Tessa Szyszkowitz (born 1967 in Stuttgart) is an Austrian historian, journalist and author.

== Career ==
After finishing her studies Szyszkowitz worked for the German Newspaper Süddeutsche Zeitung, the Austrian Radio channel ORF Ö1, the Austrian Newspaper Kurier and the Arbeiter Zeitung. From 1991 - 1994 she was editor for the magazin Profil. From 1994 bis 1998 she was Middle East Correspondent in Jerusalem for Profil, Kurier and the Swiss Magazin Facts. From 1998 until 2002 she was EU Correspondent for Format in Brussels. 2002 until 2010 she was Correspondent in Moscow for the magazin Profil and the Swiss Newspaper NZZ am Sonntag. She has lived and worked in London as correspondent for Profil, for the German Magazin Cicero and the Newspaper Falter.

In 2007 she completed her PhD as Historian at the University of Vienna, topic of the publication was nationalism and terrorism. She published several books about terrorism in Russia, Europe and the Middle East. Since 2013 she writes a bilingual blog and is frequently in the media and a regular commentator on radio and television on topics such as European-, Austrian-, and British politics and Brexit.

In 2016 Tessa Szyszkowitz founded the pro-European social media campaign Hug A Brit together with Birgit Maass, Paul Varga and others in order to keep Britain in the European Union. The campaign went viral in April 2016 and added a human touch to the Brexit campaign which divided the United Kingdom. Hug A Brit was nominated for the Europe State Award 2016 by the Austrian ministry for Foreign and European Affairs. The Europe State Award is an acknowledgement of initiatives that contribute towards promoting understanding of the EU and cohesion in Europe.

Since 2017 Szyszkowitz is curating a lecture series called Philoxenia at the Bruno Kreisky Forum for international dialogue in Vienna: "Philoxenia, the concept of hospitality, was cultivated in antique Greece. The love of the other seems to be especially necessary today, when populist movements threaten to eclipse rational thinking. It seems urgent to find alternatives to fear and xenophobia as driving forces of political processes." Among her guests were Pankaj Mishra, Lisa Nandy, Fintan O'Toole, Elleke Boehmer, Jon Lansman, Annalisa Piras, Philippe Sands, Karin von Hippel and others. The lectures are usually in English.

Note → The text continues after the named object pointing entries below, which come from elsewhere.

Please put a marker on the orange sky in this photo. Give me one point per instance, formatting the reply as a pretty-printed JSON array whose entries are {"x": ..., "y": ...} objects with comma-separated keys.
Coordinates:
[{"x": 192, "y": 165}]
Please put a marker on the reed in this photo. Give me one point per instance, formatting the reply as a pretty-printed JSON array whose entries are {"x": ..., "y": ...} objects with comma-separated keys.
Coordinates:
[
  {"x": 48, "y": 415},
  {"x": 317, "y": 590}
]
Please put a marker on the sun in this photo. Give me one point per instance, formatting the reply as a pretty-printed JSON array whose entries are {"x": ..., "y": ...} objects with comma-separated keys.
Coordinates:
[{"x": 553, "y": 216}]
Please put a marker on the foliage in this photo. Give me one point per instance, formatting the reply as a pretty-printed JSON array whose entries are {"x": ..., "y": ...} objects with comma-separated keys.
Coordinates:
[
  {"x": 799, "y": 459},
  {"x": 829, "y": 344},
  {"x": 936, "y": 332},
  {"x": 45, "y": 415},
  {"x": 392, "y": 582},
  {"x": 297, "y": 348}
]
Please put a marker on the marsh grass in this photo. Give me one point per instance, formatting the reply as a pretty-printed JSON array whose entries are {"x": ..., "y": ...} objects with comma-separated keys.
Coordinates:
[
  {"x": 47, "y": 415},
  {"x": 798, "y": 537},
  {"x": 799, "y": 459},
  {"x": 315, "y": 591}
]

In 2018 Szyszkowitz published Echte Engländer. Britannien und der Brexit. She argues that Brexit showed a deep identity crisis of the British society. „The author manages to offer a comprehensive psychogram of the British nation", writes a reviewer in the German weekly Der Freitag. The loss of the British Empire could never be properly compensated, Szyszkowitz writes, especially not with a Union of 28 Member States - among which the United Kingdom was only one of many nations with equal rights. The consequences of Brexit should not be underestimated, the author argues: „Everything holy to British people is being questioned because of the exit from the European Union. Democracy, parliament, tolerance and even the proverbial calm. Old certainties are not relevant any longer. The Brexit-vote 2016 showed that British people are not sure anymore who they are", Szyszkowitz writes. A reviewer in the German daily Sueddeutsche Zeitung agrees: „The conclusions of the author are logical and correct."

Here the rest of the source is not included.